The clever part is figuring out what RAM is controlled by which controllers.

everyone says this but no one says why it was clever. i find her videos have cool results but i cant have patience for them usually because its recycled old stuff (can be cool but its not ground breaking).

there is a ton of info you can pull from: smbios, acpi, msrs, cpuid etc. etc. about cpu/ram topology and connecticity, latencies etc etc.

isnt the info on what controllers/ram relationships exists somewhere in there provided by firmware or platform?

i can hardly imagine it is not just plainly in there with the plethtora info in there...

theres srat/slit/hmat etc. in acpi, then theres MSRs with info (amd expose more than intel ofc, as always) and then there is registers on memory controller itself as well as socket to socket interconnects from upi links..

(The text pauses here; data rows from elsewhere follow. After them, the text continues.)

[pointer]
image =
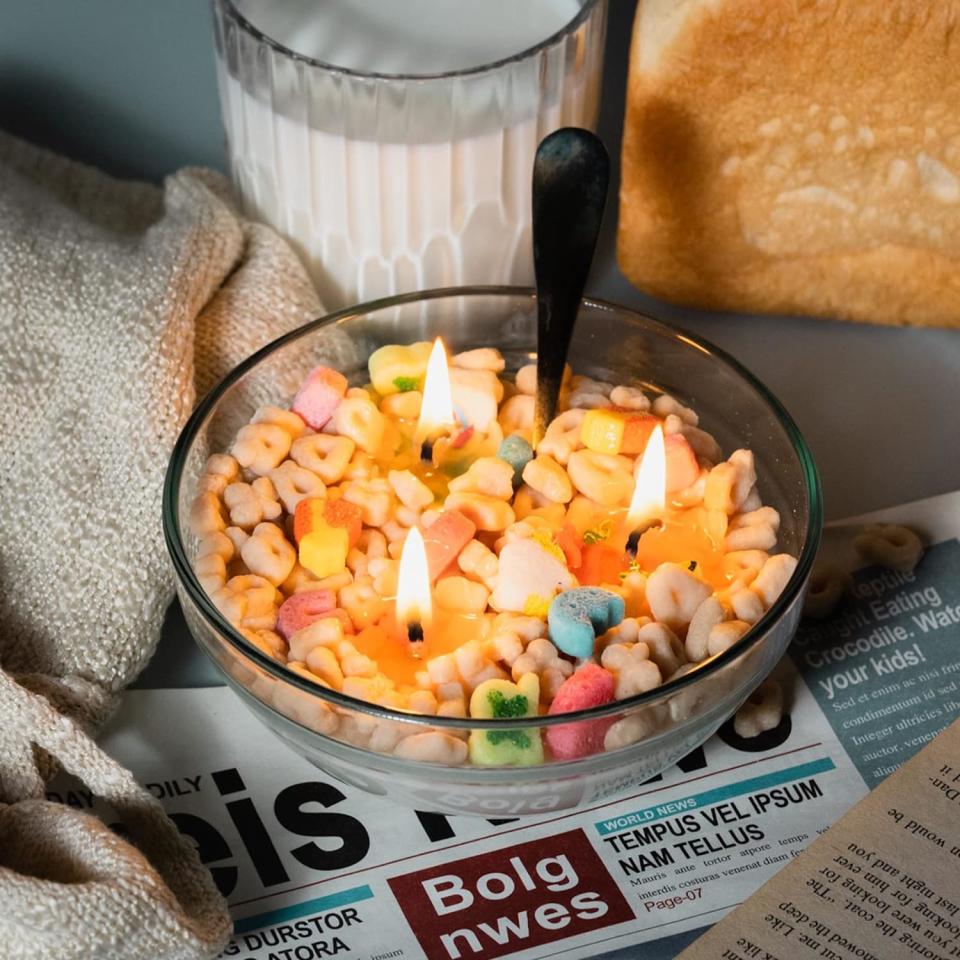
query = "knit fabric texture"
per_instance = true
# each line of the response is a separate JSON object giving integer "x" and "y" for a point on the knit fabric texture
{"x": 120, "y": 304}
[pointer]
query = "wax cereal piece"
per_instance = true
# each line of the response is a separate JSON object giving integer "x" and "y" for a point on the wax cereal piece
{"x": 444, "y": 539}
{"x": 724, "y": 635}
{"x": 476, "y": 394}
{"x": 410, "y": 490}
{"x": 548, "y": 478}
{"x": 308, "y": 516}
{"x": 587, "y": 393}
{"x": 889, "y": 545}
{"x": 482, "y": 358}
{"x": 577, "y": 617}
{"x": 502, "y": 699}
{"x": 319, "y": 395}
{"x": 683, "y": 470}
{"x": 459, "y": 593}
{"x": 542, "y": 658}
{"x": 374, "y": 497}
{"x": 674, "y": 594}
{"x": 293, "y": 483}
{"x": 343, "y": 513}
{"x": 602, "y": 431}
{"x": 489, "y": 476}
{"x": 325, "y": 454}
{"x": 268, "y": 554}
{"x": 324, "y": 551}
{"x": 516, "y": 451}
{"x": 635, "y": 672}
{"x": 590, "y": 686}
{"x": 663, "y": 646}
{"x": 302, "y": 609}
{"x": 630, "y": 398}
{"x": 563, "y": 436}
{"x": 516, "y": 415}
{"x": 828, "y": 584}
{"x": 397, "y": 368}
{"x": 572, "y": 546}
{"x": 325, "y": 632}
{"x": 599, "y": 563}
{"x": 528, "y": 568}
{"x": 631, "y": 729}
{"x": 287, "y": 419}
{"x": 480, "y": 562}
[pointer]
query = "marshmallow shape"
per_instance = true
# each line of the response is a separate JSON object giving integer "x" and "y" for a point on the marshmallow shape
{"x": 397, "y": 368}
{"x": 319, "y": 395}
{"x": 529, "y": 572}
{"x": 576, "y": 618}
{"x": 518, "y": 453}
{"x": 500, "y": 700}
{"x": 590, "y": 686}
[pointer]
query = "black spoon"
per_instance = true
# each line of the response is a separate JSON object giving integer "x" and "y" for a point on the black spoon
{"x": 571, "y": 172}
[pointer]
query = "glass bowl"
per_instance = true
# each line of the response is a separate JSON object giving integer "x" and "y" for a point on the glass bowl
{"x": 610, "y": 343}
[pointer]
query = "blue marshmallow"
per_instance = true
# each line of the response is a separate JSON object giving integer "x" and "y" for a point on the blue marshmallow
{"x": 577, "y": 617}
{"x": 518, "y": 453}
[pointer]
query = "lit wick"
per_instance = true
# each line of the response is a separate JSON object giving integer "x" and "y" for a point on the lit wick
{"x": 414, "y": 608}
{"x": 650, "y": 492}
{"x": 436, "y": 409}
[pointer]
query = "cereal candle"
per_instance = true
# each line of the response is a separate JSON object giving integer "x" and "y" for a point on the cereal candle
{"x": 658, "y": 534}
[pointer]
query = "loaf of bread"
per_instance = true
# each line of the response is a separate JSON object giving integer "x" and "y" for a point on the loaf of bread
{"x": 795, "y": 156}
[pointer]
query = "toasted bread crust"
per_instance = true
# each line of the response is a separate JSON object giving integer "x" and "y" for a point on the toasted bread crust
{"x": 796, "y": 156}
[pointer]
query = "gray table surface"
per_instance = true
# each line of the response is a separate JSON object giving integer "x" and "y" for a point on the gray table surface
{"x": 130, "y": 87}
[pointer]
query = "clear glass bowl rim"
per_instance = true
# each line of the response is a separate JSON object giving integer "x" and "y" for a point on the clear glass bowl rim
{"x": 187, "y": 577}
{"x": 230, "y": 10}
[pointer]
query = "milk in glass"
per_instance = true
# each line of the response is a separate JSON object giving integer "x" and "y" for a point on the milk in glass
{"x": 372, "y": 135}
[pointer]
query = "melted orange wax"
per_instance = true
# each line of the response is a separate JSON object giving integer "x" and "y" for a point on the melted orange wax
{"x": 683, "y": 539}
{"x": 401, "y": 660}
{"x": 685, "y": 536}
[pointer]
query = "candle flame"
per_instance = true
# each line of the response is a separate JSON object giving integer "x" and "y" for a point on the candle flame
{"x": 650, "y": 493}
{"x": 413, "y": 582}
{"x": 436, "y": 410}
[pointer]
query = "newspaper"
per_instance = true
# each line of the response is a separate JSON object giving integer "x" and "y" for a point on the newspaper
{"x": 315, "y": 868}
{"x": 883, "y": 883}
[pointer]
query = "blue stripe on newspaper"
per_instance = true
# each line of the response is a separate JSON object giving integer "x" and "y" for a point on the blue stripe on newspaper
{"x": 318, "y": 904}
{"x": 708, "y": 797}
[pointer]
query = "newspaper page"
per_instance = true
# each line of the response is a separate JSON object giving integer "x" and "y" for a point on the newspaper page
{"x": 883, "y": 883}
{"x": 315, "y": 868}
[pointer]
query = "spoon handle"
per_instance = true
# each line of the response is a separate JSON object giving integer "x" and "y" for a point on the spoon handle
{"x": 571, "y": 173}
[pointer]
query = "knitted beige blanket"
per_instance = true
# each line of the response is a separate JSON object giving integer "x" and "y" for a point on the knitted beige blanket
{"x": 120, "y": 303}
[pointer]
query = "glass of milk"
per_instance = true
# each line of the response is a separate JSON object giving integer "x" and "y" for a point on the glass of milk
{"x": 392, "y": 141}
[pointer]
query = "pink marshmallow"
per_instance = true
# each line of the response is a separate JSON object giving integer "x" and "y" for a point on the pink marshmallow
{"x": 319, "y": 395}
{"x": 590, "y": 686}
{"x": 302, "y": 609}
{"x": 444, "y": 539}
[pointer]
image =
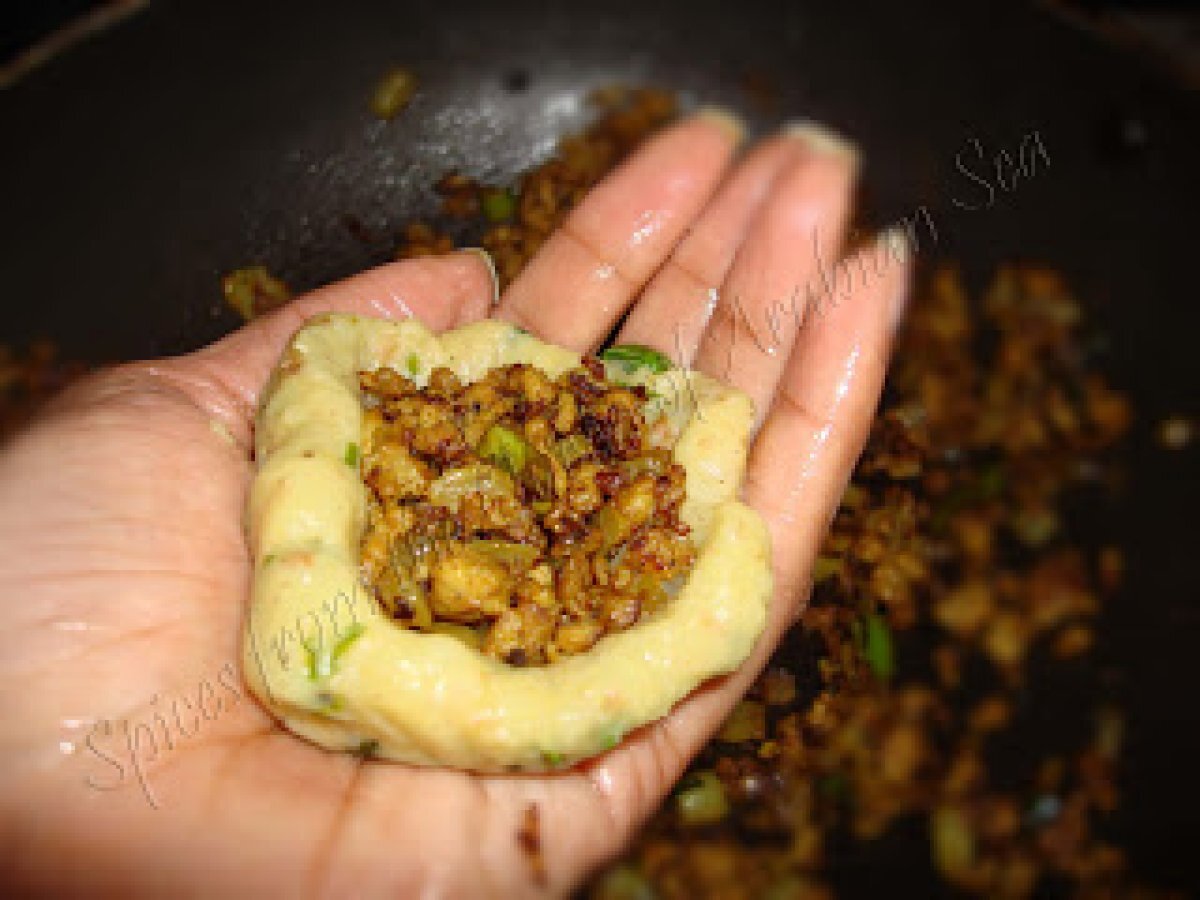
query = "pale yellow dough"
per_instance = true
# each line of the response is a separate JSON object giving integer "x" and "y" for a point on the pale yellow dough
{"x": 334, "y": 669}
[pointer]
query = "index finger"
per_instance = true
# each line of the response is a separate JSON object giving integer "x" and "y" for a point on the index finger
{"x": 587, "y": 274}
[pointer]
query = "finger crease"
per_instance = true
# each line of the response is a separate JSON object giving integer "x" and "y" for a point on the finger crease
{"x": 629, "y": 281}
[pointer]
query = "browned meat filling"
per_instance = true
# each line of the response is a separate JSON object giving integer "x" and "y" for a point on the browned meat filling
{"x": 525, "y": 515}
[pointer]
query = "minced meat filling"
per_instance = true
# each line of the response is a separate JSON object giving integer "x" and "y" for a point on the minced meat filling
{"x": 523, "y": 515}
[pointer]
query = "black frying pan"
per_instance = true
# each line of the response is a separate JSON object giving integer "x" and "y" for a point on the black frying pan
{"x": 198, "y": 137}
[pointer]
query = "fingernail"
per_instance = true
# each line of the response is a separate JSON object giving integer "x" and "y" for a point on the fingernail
{"x": 822, "y": 139}
{"x": 491, "y": 270}
{"x": 725, "y": 119}
{"x": 894, "y": 241}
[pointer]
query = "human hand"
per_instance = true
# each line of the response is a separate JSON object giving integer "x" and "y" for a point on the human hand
{"x": 136, "y": 762}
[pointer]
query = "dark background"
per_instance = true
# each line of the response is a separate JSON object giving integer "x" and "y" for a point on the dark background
{"x": 198, "y": 137}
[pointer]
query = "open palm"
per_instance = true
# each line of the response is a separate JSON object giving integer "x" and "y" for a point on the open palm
{"x": 133, "y": 759}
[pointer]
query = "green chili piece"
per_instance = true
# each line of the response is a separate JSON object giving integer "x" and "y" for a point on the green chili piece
{"x": 498, "y": 204}
{"x": 877, "y": 646}
{"x": 505, "y": 448}
{"x": 635, "y": 355}
{"x": 352, "y": 634}
{"x": 702, "y": 801}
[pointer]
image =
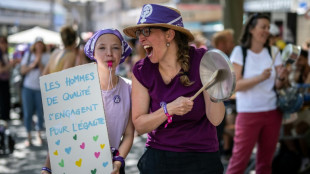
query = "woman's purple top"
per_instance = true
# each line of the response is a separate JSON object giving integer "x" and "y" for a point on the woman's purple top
{"x": 191, "y": 132}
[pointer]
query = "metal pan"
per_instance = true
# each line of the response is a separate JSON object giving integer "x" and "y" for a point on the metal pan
{"x": 225, "y": 85}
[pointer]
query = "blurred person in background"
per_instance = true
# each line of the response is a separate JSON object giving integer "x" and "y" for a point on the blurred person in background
{"x": 199, "y": 41}
{"x": 5, "y": 67}
{"x": 258, "y": 120}
{"x": 64, "y": 58}
{"x": 32, "y": 66}
{"x": 224, "y": 41}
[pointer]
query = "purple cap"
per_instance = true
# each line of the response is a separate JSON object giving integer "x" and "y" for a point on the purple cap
{"x": 161, "y": 16}
{"x": 89, "y": 48}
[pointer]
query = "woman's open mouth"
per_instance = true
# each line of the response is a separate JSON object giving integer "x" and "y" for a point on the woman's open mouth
{"x": 149, "y": 50}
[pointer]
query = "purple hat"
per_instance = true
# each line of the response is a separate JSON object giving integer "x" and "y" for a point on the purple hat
{"x": 161, "y": 16}
{"x": 89, "y": 48}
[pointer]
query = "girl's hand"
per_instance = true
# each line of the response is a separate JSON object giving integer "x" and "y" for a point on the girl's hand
{"x": 180, "y": 106}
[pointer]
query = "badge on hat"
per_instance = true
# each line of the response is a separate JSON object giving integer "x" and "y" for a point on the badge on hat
{"x": 146, "y": 12}
{"x": 117, "y": 99}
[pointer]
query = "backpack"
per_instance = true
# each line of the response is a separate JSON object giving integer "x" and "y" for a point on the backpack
{"x": 7, "y": 142}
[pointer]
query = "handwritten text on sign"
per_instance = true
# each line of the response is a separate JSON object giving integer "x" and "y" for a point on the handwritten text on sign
{"x": 75, "y": 123}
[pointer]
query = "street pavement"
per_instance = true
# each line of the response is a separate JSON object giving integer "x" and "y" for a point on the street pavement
{"x": 30, "y": 160}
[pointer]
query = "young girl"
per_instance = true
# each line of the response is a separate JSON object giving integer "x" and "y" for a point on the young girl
{"x": 108, "y": 48}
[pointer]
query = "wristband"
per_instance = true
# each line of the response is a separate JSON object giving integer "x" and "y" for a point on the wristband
{"x": 119, "y": 158}
{"x": 169, "y": 117}
{"x": 47, "y": 169}
{"x": 281, "y": 79}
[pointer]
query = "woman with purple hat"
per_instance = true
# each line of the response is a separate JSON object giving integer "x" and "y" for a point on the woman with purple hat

its just a lot of reading and finding bits here n there. LLms are actually really good at pulling all sorts of stuff from various 6-10k page documents if u are too lazy to dig yourself -_-

It's very funny that you're giving a RTFM response to a video you admit you didn't watch.

WTFV

The exact mapping between RAM addresses and memory controllers is intentionally abstracted by the memory subsystem with many abstraction layers between you and the physical RAM locations. Because documentation is sometimes incomplete or proprietary, security researchers often have to write software that probes memory and times the access speeds to reverse-engineer the exact interleaving functions of a specific CPU. in the video she says that ARM CPUs have the least data about this and she had to rely entirely on statistical methods.

I have to say that using drawbridges and differently colored rail pieces to explain it was very clever.